Iran: Fast 100 Hinrichtungen seit Jahresbeginn
2. März 2023Nach Angaben von Menschenrechtsaktivisten der Organisationen Amnesty International und des Abdorrahman-Boroumand-Zentrums für Menschenrechte mit Sitz in den USA haben die Behörden der Islamischen Republik allein im Januar und Februar mindestens 94 Todesurteile vollstreckt.
Besonders Minderheiten im Visier der iranischen Justiz
Beide Organisationen zeigten sich alarmiert angesichts eines "deutlichen Anstiegs" im Vergleich zum Vorjahreszeitraum. Insbesondere gegen verfolgte Minderheiten werde die Todesstrafe zunehmend angewandt. So hätten die iranischen Behörden seit Anfang des Jahres mindestens einen Iraner der arabischen Minderheit der Ahwasi, 14 Kurden und 13 Angehörige der ethnischen Minderheit der Belutschen hingerichtet.
Das Vorgehen der Behörden sei "ein unanständiger Versuch, nicht nur ethnische Minderheiten noch weiter zu unterdrücken, sondern auch die Angst zu verbreiten, dass jede Opposition mit brutaler Gewalt unterdrückt wird, sei es auf der Straße oder am Galgen", sagte die Direktorin des Abdorrahman-Boroumand-Zentrum, Roja Boroumand.
Auch Amnesty wirft dem Iran vor, die Todesstrafe als "Instrument der Unterdrückung" ethnischer Minderheiten einzusetzen. "Die schiere Anzahl der Hinrichtungen ist erschütternd", erklärte der Iran-Experte von Amnesty International in Deutschland, Dieter Karg. Die Hinrichtungen folgten auf "äußerst unfaire Verfahren, in denen systematisch durch Folter erpresste 'Geständnisse' verwendet" würden. Beide Organisationen berichteten zudem von Vorwürfen sexueller Gewalt, um "Scheingeständnisse" zu erzwingen.
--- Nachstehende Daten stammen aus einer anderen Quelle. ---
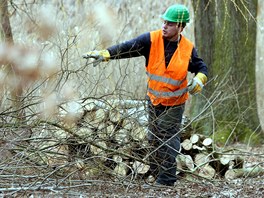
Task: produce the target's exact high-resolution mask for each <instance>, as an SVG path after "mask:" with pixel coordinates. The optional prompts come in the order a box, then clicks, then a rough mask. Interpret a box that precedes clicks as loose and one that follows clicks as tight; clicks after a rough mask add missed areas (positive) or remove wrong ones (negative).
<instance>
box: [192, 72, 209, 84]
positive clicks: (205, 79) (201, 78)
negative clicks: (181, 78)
mask: <svg viewBox="0 0 264 198" xmlns="http://www.w3.org/2000/svg"><path fill="white" fill-rule="evenodd" d="M195 77H196V78H198V79H199V80H200V81H201V82H202V83H203V85H204V84H205V83H206V82H207V76H206V75H205V74H203V73H201V72H199V73H198V74H196V76H195Z"/></svg>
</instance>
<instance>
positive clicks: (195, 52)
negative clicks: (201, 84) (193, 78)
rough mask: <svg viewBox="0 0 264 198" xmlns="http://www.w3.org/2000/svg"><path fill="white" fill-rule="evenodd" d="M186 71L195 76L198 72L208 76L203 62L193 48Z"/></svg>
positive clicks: (206, 69)
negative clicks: (186, 69) (191, 55)
mask: <svg viewBox="0 0 264 198" xmlns="http://www.w3.org/2000/svg"><path fill="white" fill-rule="evenodd" d="M188 71H190V72H191V73H195V75H196V74H197V73H198V72H201V73H203V74H205V75H206V76H208V70H207V66H206V64H205V63H204V61H203V60H202V59H201V58H200V57H199V56H198V53H197V50H196V49H195V48H193V50H192V57H191V60H190V63H189V68H188Z"/></svg>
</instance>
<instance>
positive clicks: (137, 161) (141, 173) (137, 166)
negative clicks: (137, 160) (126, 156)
mask: <svg viewBox="0 0 264 198" xmlns="http://www.w3.org/2000/svg"><path fill="white" fill-rule="evenodd" d="M132 167H133V170H134V171H135V172H136V173H138V174H145V173H146V172H148V170H149V168H150V166H149V165H146V164H143V163H142V162H139V161H135V162H134V163H133V165H132Z"/></svg>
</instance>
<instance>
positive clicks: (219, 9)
mask: <svg viewBox="0 0 264 198" xmlns="http://www.w3.org/2000/svg"><path fill="white" fill-rule="evenodd" d="M192 3H193V7H194V13H195V17H194V18H195V19H197V20H196V21H195V42H196V47H197V48H198V52H199V55H200V56H201V57H202V58H203V59H204V61H205V63H206V64H207V65H208V70H209V82H208V84H207V85H206V87H205V90H204V92H203V93H204V95H205V96H206V98H207V99H206V100H205V99H204V97H201V96H195V97H193V100H192V108H191V109H192V112H191V114H192V115H193V116H195V115H197V114H198V113H199V112H200V111H201V109H202V108H203V106H204V104H205V103H206V102H208V101H207V100H208V99H210V97H214V96H216V94H217V93H219V92H221V93H222V94H221V95H220V97H219V98H218V99H217V101H216V103H215V106H213V107H214V115H213V117H212V118H211V119H210V118H206V124H203V126H206V128H205V127H203V132H204V133H210V132H212V128H213V127H212V123H213V121H214V120H216V121H218V126H220V127H224V128H226V129H228V130H229V131H234V133H235V135H238V136H239V135H241V133H243V131H246V130H247V131H251V132H252V131H255V130H256V129H257V128H258V126H259V119H258V115H257V111H256V110H257V105H256V94H255V91H256V89H255V54H256V53H255V52H256V22H255V18H256V13H257V0H252V1H248V2H246V1H230V0H226V1H210V0H205V1H196V0H193V1H192ZM210 80H211V81H210ZM209 116H210V115H209ZM213 129H214V128H213ZM233 129H235V130H233Z"/></svg>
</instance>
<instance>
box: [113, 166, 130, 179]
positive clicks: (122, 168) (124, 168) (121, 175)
mask: <svg viewBox="0 0 264 198" xmlns="http://www.w3.org/2000/svg"><path fill="white" fill-rule="evenodd" d="M128 170H129V168H128V165H127V164H125V163H118V164H117V165H116V167H115V169H114V171H113V173H114V175H116V176H118V177H125V176H126V175H127V172H128Z"/></svg>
Amnesty fordert Moratorium gegen Todesstrafe
Amnesty forderte die iranische Regierung auf, ein offizielles Moratorium für Hinrichtungen einzuführen, ungerechte Verurteilungen und Todesurteile aufzuheben und alle Anklagen im Zusammenhang mit der friedlichen Teilnahme an den seit Monaten anhaltenden Protesten im Land fallen zu lassen.
Im Iran waren im vorigen Herbst wochenlang immer wieder Menschenmassen auf die Straße gegangen, um gegen die Führung des Landes zu protestieren. Auslöser war der Tod der 22 Jahre alten iranischen Kurdin Jina Mahsa Amini in Polizeigewahrsam. Im Zusammenhang mit den Protesten wurden nach Angaben von Menschenrechtlern Tausende Menschen festgenommen, darunter mindestens 40 Ausländer. Der Iran exekutierte vier Teilnehmer der jüngsten Protestwelle.
Todesstrafen werden im Iran in der Regel durch Erhängen vollstreckt. Offizielle Zahlen zu Hinrichtungen gibt es nicht. Im Iran wurden 2022 im ersten Halbjahr nach Angaben von Amnesty International mindestens 250 Menschen hingerichtet. Menschenrechtler kritisieren seit Jahren die Anwendung der Todesstrafe im Iran.